- Directed by: Eric Sykes
- Written by: Eric Sykes
- Produced by: Jon Penington
- Starring: Harry Secombe; Eric Sykes; Jimmy Edwards;
- Cinematography: Arthur Wooster
- Edited by: Anthony B. Sloman
- Music by: Brian Fahey
- Production company: Avalon Productions Ltd
- Distributed by: Warner-Pathé (UK)
- Release date: 1969;
- Running time: 37 minutes
- Country: United Kingdom
- Language: English

= Rhubarb (1969 film) =

1969 British short comedy film by Eric Sykes

Rhubarb is a 1969 British short film written and directed by Eric Sykes, starring Sykes, Harry Secombe and Jimmy Edwards. The dialogue consists entirely of repetitions of the word "rhubarb", all the characters' last names are "Rhubarb", the vehicle number plates are "RHU BAR B", and a baby "speaks" by holding a sign with the word "rhubarb" written on it. Sykes remade the film in 1980 as Rhubarb, Rhubarb for Thames Television.

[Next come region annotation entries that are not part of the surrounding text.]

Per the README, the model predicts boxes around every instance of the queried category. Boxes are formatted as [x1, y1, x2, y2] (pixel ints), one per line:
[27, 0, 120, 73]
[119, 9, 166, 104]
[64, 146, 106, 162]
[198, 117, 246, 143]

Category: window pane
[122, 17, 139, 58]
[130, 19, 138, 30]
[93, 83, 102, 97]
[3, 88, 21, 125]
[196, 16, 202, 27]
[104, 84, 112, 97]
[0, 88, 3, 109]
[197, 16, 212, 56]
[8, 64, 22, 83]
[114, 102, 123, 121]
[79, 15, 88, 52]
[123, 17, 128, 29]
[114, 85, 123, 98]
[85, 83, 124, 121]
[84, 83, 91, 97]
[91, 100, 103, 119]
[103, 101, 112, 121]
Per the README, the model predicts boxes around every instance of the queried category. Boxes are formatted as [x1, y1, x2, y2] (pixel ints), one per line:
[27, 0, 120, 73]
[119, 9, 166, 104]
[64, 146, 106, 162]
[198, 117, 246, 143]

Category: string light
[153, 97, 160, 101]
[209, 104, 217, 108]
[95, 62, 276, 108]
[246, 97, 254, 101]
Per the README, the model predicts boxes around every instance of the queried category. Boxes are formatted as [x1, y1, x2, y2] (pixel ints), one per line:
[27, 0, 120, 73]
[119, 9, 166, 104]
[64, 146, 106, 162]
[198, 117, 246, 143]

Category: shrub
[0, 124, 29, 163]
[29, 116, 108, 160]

In radio, "rhubarb" is an idiom for unintelligible background speech. Typically extras would mutter the word over and over to provide ambience for a crowd or party scene.

==Plot==
A police inspector and a vicar play a round of golf. The inspector has a constable help him to cheat by removing his golf ball from awkward situations, and the vicar ultimately requests divine intervention.

==Cast==
- Harry Secombe as Vicar Rhubarb
- Eric Sykes as Police Inspector Rhubarb
- Jimmy Edwards as Police Constable Rhubarb
- Kenneth Connor as Mr Rhubarb
- Ann Lancaster as Mrs Rhubarb
- Hattie Jacques as Nurse Rhubarb
- Anastasia Penington as Baby Rhubarb
- Graham Stark as Golfer Rhubarb
- Sheree Winton as Lady Pupil Rhubarb
- Gordon Rollings as Artist Rhubarb
- Johnny Speight as Gents Rhubarb

==Critical reception==
Monthly Film Bulletin said "It would be nice to be able to applaud this independent British comedy – especially as it tries to revive something of the old Goon Show flavour – but unhappily it fails through over-emphasis and a general paucity of invention. Apart from a would-be comic music score, it is played silent except for the word "rhubarb" which is muttered or shouted by all the characters when some sort of communication is necessary. Although quite amusing at first (as Harry Seacombe's vicar conducts his service), the device wears extremely thin when constantly repeated. Eric Sykes also allows himself and the rest of the cast a degree of exaggeration in their playing which might have worked if the film had a real comic style. As it is, the basic idea of the golf match with craftily cheating players has been used to better effect in earlier comedies, and in any case W. C. Fields has probably had the last word."

Leslie Halliwell said: "Virtually silent comedy (nobody says anything but "rhubarb") which could have been very funny with better jokes. A TV remake in 1979 was however much worse."

Allmovie wrote, "sight gags and pantomime dominate this engaging 37 minute feature."

==See also==
- "Rhubarb", a song from the MC 900 Ft. Jesus album One Step Ahead of the Spider (1994) is a dialogue over ambient music where this film and its director are directly discussed.